1. Le Bénéfice du statut des Baux commerciaux et la condition de fixité

  • Cour de cassation 3° chambre civile, 22 mars 2018, pourvoi n°15-15901

Suivant l’article L.145-1 du Code de commerce, le statut des baux commerciaux est applicable aux baux des immeubles ou locaux dans lesquels un fonds est exploité.

En l’espèce, la Cour de cassation a approuvé la Cour d’appel d’avoir considéré que ne remplissait la condition de local au sens de l’article L.145-1 du Code  de commerce :

«  la baraque mobile de type "Algeco" installée sur le terrain, qui ne comportait aucune fondation et dont l'implantation n'avait nécessité qu'une simple autorisation de travaux exemptée de permis de construire (...) et qu'il ne pouvait être justifié d'une autorisation expresse du propriétaire pour son installation, ni même d'une tolérance ».

En conséquence, la demande en revendication du statut par le preneur a été rejetée.

2. Loyer en renouvellement et motifs de déplafonnement  

  • Cour de cassation 3° chambre civile. 15 février 2018, pourvoi n° 17-11866 & 17-11867 FS-P+B+I

En l’espèce, les parties étaient opposées sur une fixation du loyer révisé, et une procédure était en cours.

De plus, l’échéance du bail étant proche (1er avril 2013), le preneur fait délivrer une demande de renouvellement de son bail.

Le 7 mars 2014, les parties signent un avenant aux termes duquel :

  • Elles mettent fin à la procédure de fixation du loyer révisé ;
  • Elles « réajustent » le loyer pour la période du 1er janvier 2012 au 31 mars 2013, date de l’échéance contractuelle (loyer différent par rapport à celui pratiqué avant le 1er janvier 2012).

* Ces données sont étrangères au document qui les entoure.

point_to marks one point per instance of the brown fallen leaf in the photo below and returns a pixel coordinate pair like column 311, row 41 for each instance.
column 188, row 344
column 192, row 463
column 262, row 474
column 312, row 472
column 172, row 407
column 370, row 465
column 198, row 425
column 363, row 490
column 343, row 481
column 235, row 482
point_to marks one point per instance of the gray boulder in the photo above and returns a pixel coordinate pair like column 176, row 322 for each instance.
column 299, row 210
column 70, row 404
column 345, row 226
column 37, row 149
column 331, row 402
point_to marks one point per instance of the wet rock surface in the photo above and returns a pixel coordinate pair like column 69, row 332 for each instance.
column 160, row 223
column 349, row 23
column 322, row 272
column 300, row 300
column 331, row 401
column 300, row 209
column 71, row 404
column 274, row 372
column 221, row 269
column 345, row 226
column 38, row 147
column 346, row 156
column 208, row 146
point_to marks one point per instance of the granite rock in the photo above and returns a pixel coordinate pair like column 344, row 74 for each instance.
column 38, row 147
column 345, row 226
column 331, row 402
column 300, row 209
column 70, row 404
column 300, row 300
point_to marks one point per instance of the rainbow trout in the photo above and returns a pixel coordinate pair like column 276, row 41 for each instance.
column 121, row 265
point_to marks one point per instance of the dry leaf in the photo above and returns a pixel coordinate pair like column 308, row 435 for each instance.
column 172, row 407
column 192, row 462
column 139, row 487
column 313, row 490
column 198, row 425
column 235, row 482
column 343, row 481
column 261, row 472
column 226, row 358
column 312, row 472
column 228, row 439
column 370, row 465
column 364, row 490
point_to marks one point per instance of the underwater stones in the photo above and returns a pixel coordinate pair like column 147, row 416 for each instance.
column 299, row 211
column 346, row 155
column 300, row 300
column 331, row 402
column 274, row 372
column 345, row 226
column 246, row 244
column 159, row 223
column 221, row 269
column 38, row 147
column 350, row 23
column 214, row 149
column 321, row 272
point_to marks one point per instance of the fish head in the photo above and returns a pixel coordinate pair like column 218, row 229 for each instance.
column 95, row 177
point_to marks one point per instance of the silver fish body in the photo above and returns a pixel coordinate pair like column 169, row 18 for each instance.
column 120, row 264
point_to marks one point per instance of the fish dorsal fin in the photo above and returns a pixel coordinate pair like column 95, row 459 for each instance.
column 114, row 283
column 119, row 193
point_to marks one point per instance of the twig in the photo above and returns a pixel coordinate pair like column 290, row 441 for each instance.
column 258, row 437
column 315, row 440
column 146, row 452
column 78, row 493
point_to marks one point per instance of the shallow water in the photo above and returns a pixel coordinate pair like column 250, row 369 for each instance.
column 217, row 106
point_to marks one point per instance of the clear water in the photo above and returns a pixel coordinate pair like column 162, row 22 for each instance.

Le bailleur demande alors que le loyer du bail renouvelé soit déplafonné.

La Cour de Paris fait droit à sa demande, et le pourvoi du preneur devant la Cour de cassation est rejeté 

En effet, suivant l’article L.145-34 du Code de commerce, dans l’hypothèse d’une modification notable des éléments mentionnés aux 1° à 4° de l'article L. 145-33 portant sur les caractéristiques du local considéré – la destination des lieux - les obligations respectives des parties – les facteurs locaux de commercialité – il y a déplafonnement du loyer.

Dans la présente affaire, il y avait eu modification notable de l’une des clauses du bail (le loyer), donc des obligations respectives des parties, donc motif de fixation à la valeur locative.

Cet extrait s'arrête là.